The company says its end product is molecularly identical to any other refined sugar, and Morishita agrees. If you put it under a microscope, you wouldn’t be able to tell which sugar molecule is from a conventional sugarbeet, a GMO sugarbeet or sugarcane.

Amalgamated says that doesn’t seem to matter to some companies that have stopped buying their sugar in favor of non-GMO cane sugar.

“I would say that there is a growing percentage of companies that are shifting in that direction,” says Jessica McAnally, the company’s communications specialist. “It has impacted Amalgamated Sugar. Not to the point where it’s hurting us drastically, but it’s alarming.”

It’s hard for McAnally to not take this personally. Not only does she work for Amalgamated Sugar, but she comes from a long line of sugarbeet growers. She says the choice to switch to genetically engineered seeds was not easy. It was a decision that no grower took lightly.

“It’s important to remember that farmers are mothers, fathers, grandfathers, grandmothers,” she says. “Why would they make these choices to grow this crop if it’s going to be detrimental to their land, their livelihood or their families?”

If the market demands it, Luke Adams says he’d go back to conventional sugarbeets, but he’d be a minority. He says most growers wouldn’t.
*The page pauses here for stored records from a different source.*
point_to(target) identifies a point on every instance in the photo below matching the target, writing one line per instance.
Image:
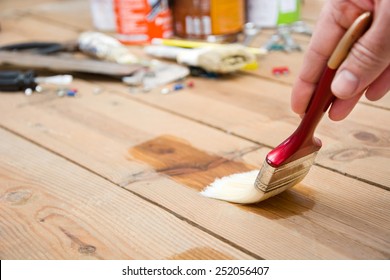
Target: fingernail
(345, 84)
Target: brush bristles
(285, 176)
(254, 186)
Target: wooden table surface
(117, 175)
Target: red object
(280, 70)
(302, 142)
(138, 21)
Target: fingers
(368, 59)
(380, 86)
(341, 108)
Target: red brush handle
(302, 142)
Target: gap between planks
(146, 199)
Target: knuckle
(365, 57)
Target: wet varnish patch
(184, 163)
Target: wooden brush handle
(302, 142)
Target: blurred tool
(289, 163)
(105, 47)
(221, 59)
(198, 44)
(22, 81)
(156, 74)
(58, 57)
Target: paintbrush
(287, 164)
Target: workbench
(113, 174)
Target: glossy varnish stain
(184, 163)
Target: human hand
(366, 67)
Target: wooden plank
(260, 111)
(328, 216)
(319, 219)
(51, 208)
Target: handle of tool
(302, 142)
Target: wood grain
(95, 176)
(53, 209)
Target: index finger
(331, 26)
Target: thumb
(368, 58)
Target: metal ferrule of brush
(282, 177)
(288, 163)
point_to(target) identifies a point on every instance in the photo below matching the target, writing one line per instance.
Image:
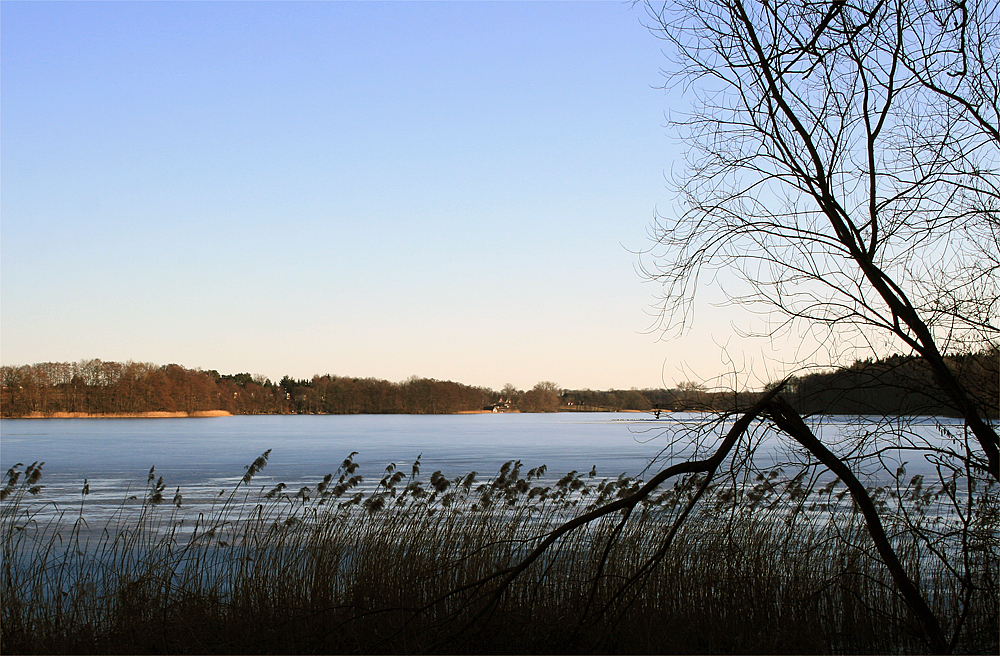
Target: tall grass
(404, 566)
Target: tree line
(897, 385)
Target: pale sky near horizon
(446, 190)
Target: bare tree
(842, 162)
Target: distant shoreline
(224, 413)
(125, 415)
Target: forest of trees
(896, 385)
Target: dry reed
(405, 567)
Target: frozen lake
(205, 456)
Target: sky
(445, 190)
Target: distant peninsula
(96, 388)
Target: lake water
(204, 456)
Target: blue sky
(447, 190)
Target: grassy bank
(405, 567)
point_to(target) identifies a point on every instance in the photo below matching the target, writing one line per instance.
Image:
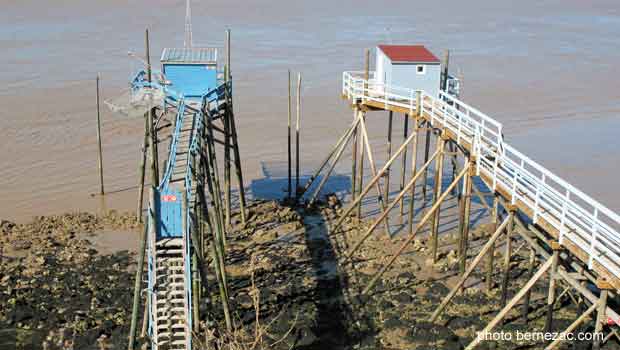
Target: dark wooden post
(491, 255)
(102, 191)
(506, 278)
(290, 185)
(297, 135)
(414, 166)
(530, 272)
(601, 315)
(226, 121)
(441, 142)
(403, 166)
(142, 169)
(427, 145)
(466, 211)
(386, 196)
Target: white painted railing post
(594, 238)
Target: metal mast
(188, 25)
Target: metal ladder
(169, 298)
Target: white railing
(577, 217)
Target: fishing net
(134, 103)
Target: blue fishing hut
(190, 71)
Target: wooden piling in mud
(142, 169)
(226, 121)
(290, 184)
(507, 255)
(100, 153)
(403, 166)
(465, 216)
(491, 255)
(414, 166)
(552, 282)
(297, 135)
(386, 196)
(441, 142)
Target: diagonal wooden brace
(421, 224)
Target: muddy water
(548, 70)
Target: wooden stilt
(530, 272)
(290, 184)
(552, 282)
(464, 222)
(238, 170)
(427, 144)
(354, 147)
(386, 196)
(100, 153)
(491, 255)
(470, 270)
(381, 172)
(414, 165)
(142, 169)
(403, 169)
(373, 169)
(360, 175)
(351, 130)
(334, 162)
(507, 256)
(387, 211)
(226, 121)
(441, 141)
(423, 221)
(481, 335)
(138, 283)
(601, 316)
(297, 135)
(573, 326)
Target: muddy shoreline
(284, 263)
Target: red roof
(408, 53)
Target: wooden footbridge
(576, 238)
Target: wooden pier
(576, 238)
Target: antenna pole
(188, 24)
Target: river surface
(548, 70)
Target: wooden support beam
(507, 256)
(365, 191)
(387, 210)
(386, 196)
(290, 184)
(352, 129)
(373, 169)
(541, 271)
(297, 136)
(337, 156)
(573, 326)
(100, 153)
(530, 273)
(403, 169)
(142, 169)
(414, 165)
(360, 175)
(485, 249)
(601, 316)
(464, 221)
(441, 142)
(423, 221)
(552, 282)
(491, 255)
(427, 144)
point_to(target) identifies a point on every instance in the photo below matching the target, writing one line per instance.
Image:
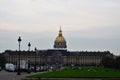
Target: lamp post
(18, 72)
(29, 45)
(35, 58)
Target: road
(12, 75)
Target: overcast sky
(90, 25)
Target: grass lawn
(83, 73)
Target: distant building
(58, 55)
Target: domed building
(57, 56)
(60, 42)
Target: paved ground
(12, 75)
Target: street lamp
(35, 58)
(29, 46)
(19, 73)
(29, 55)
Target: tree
(108, 62)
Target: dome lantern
(60, 42)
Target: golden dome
(60, 38)
(60, 41)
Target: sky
(87, 25)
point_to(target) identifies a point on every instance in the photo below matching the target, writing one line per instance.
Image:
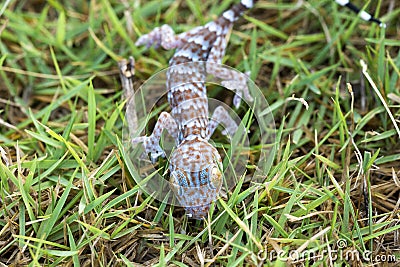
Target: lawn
(331, 196)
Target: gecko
(195, 165)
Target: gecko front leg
(232, 79)
(221, 116)
(152, 143)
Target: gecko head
(196, 175)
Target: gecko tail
(364, 15)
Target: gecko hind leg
(165, 37)
(231, 79)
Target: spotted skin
(195, 165)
“It’s just part of our way of life,” he says, “but it would be a significant challenge to basically go back and take steps backwards as far as our sustainability, our efficiency, and it would be a really difficult thing to do as a farm.”

Instead he’s working to educate, inviting people to ask him questions about how GMOs have impacted him and how that impacts the consumer.

“Then when they go to the grocery store, they know if they reach for a bag of White Satin sugar, they know that we are looking out for the consumer and would only produce a safe, healthy product,” Adams says.